Measuring Network Performance with M-Lab

Measurement Lab is an open platform for researchers to deploy Internet measurement tools. By enhancing Internet transparency, M-Lab helps sustain a healthy, innovative Internet. What this explanatory video to learn why M-Lab is important to researchers, network engineers and policy makers. M-Lab is a collaborative effort founded in 2009 by Googler Vint Cerf and a number of network researchers and industry partners, including Google.

M-Lab’s goal is to provide researchers, consumers, policymakers, and anyone else who wants good, intelligible information about the Internet,  with open data about network performance.

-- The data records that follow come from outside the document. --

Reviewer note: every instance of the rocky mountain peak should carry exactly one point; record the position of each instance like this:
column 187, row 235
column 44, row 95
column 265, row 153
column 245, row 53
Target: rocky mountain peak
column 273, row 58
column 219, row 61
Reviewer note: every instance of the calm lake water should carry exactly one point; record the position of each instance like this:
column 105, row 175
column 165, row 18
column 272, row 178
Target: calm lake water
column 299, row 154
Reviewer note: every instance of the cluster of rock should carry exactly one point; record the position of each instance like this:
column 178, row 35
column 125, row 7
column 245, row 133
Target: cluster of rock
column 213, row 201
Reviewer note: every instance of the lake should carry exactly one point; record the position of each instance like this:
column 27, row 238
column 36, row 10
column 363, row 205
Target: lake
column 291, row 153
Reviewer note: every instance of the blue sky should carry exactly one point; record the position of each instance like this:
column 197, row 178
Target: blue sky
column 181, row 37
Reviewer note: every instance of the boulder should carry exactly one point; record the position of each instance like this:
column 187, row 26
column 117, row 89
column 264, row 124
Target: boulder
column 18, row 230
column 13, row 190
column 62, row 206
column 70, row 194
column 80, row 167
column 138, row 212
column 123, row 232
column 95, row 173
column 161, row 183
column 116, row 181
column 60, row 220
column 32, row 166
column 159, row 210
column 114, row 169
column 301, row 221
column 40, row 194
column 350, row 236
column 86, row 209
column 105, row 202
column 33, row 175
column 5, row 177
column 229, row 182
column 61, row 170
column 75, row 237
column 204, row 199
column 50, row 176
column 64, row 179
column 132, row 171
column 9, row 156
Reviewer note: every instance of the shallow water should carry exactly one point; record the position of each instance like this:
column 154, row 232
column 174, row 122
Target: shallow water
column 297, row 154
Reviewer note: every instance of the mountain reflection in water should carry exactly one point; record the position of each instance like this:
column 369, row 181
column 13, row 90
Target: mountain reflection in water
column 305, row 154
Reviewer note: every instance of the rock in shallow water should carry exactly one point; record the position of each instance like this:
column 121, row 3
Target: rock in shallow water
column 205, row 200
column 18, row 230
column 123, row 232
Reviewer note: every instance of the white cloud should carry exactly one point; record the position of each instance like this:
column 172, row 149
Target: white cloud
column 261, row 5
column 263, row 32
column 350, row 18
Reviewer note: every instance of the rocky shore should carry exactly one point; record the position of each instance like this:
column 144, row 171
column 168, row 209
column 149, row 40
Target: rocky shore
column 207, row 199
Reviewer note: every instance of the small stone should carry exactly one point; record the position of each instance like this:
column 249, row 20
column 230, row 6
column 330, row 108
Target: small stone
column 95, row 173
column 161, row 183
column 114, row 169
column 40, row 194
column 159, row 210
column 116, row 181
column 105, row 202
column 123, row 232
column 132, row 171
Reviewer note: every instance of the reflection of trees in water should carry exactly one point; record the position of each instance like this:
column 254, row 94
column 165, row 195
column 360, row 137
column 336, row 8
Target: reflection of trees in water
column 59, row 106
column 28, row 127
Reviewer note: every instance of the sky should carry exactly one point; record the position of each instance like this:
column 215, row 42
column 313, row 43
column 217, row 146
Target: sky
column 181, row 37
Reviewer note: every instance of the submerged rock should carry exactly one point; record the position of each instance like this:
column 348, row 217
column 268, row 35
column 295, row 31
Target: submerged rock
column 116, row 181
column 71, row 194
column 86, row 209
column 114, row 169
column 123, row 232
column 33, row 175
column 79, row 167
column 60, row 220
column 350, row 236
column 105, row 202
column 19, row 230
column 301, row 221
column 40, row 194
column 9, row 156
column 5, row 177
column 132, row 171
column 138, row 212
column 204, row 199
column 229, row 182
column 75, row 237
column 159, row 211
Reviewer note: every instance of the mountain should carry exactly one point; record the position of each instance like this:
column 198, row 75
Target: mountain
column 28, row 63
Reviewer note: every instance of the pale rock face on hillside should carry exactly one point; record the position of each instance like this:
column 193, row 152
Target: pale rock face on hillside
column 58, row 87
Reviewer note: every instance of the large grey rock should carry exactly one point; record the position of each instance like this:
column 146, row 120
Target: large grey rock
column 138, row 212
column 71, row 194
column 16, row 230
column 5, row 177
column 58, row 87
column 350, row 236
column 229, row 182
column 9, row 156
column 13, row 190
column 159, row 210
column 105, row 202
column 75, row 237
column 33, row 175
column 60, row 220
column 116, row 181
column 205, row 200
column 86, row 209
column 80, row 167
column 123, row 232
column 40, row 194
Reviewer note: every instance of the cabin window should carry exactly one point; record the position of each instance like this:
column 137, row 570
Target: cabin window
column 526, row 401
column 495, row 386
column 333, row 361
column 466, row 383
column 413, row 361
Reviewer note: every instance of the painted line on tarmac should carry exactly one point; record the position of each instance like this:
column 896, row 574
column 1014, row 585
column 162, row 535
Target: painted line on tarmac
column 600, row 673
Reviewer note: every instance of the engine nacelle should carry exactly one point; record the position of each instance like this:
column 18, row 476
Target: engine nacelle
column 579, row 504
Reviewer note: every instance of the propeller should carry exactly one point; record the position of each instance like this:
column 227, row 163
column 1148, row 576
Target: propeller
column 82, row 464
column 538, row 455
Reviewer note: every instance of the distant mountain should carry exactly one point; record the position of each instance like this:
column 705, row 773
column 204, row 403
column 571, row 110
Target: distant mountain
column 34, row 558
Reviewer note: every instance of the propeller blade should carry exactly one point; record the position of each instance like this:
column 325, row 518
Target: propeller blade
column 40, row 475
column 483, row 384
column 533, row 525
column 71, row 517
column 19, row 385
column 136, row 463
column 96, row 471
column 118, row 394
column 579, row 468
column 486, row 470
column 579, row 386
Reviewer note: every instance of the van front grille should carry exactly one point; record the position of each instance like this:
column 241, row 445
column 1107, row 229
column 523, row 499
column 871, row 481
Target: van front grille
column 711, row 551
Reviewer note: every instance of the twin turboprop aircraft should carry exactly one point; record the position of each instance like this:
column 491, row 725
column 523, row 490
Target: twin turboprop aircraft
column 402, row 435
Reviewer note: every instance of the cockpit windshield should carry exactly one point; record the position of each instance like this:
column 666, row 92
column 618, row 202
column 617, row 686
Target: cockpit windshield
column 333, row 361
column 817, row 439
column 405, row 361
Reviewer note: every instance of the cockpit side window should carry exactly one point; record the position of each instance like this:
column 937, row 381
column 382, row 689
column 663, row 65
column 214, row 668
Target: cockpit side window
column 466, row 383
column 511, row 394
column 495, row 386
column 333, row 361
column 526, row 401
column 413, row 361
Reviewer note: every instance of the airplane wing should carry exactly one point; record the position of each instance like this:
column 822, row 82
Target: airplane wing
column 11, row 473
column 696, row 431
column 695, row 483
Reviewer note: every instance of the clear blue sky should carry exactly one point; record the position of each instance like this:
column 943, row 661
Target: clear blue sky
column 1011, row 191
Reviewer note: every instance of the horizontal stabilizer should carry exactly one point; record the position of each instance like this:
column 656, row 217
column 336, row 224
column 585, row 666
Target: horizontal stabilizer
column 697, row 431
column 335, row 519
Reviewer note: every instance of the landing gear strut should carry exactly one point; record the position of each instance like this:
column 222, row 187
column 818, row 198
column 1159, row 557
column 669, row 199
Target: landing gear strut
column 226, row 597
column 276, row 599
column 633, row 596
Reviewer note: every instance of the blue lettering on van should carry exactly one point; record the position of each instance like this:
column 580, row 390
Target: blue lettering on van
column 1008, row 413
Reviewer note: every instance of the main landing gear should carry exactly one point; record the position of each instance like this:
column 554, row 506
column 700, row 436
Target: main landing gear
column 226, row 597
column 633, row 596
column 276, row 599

The nuts and bolts of M-Lab start with a widely-distributed server platform maintained and managed by the M-Lab Collaborative. These servers are purpose-built to support broadband measurement, and are consistently deployed to exact specifications. This means that the data they collect is consistent — important when you’re contrasting global network performance. Researchers host open-source, active broadband measurement tools on these servers, and users access these tools, run tests, and get real-time information on their network performance. Each time a user runs a test (about 200,000 times a day), data is collected and put into the public domain. So far, it’s 516 terabytes and growing.


M-Lab is a head-to-tail solution for high quality, open data. And the best part is that it’s all open. From the testing methodology described in the open source code of the tools, to the server documentation, to the data collected, scientists and others can vet exactly what is being measured, how it’s measured, and what precisely this says about networks and performance. M-Lab’s momentum is generated by working together from a shared source of data to progress the state of networks.